Yes, your theorem and its proof are correct. This is Theorem 1.14 in Chapter 6 of Lang's Algebra.

Your application to $\mathbb{Q}(\sqrt{a_1},\ldots,\sqrt{a_n})$ is also correct - by applying Theorem 1.14 repeatedly, one gets that $\text{Gal}(\mathbb{Q}(\sqrt{a_1},\ldots,\sqrt{a_n})/\mathbb{Q})$ injects into $\prod_{i=1}^n\text{Gal}(\mathbb{Q}(\sqrt{a_i})/\mathbb{Q})\cong C_2^n$.

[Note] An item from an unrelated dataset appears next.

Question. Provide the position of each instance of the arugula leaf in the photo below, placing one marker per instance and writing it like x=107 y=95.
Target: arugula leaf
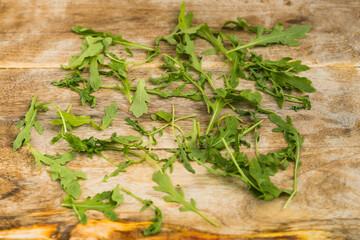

The term you are looking for is compositum. If $K$ is a field and $E_1, E_2 \subset \bar{K}$ are two extensions of $K$, then their compositum $E_1 E_2$ is the subfield of $\bar{K}$ generated by $E_1$ and $E_2$. Note that unless $E_1, E_2$ are normal extensions the compositum is not uniquely specified by what $E_1, E_2$ look like as abstract extensions; you really do need to specify an embedding in some bigger field, which might as well be the algebraic closure for algebraic extensions.

The compositum of a Galois extension and another extension is Galois, so in particular if $E_1, E_2$ are both Galois then $E_1 E_2$ is Galois. Now there is an obvious embedding $\text{Gal}(E_1 E_2 / K) \to \text{Gal}(E_1 / K) \times \text{Gal}(E_2 / K)$ whose image is precisely the subgroup of elements which fix $E_1 \cap E_2$ (which is also Galois). When $E_1 \cap E_2 = K$ the conclusion follows.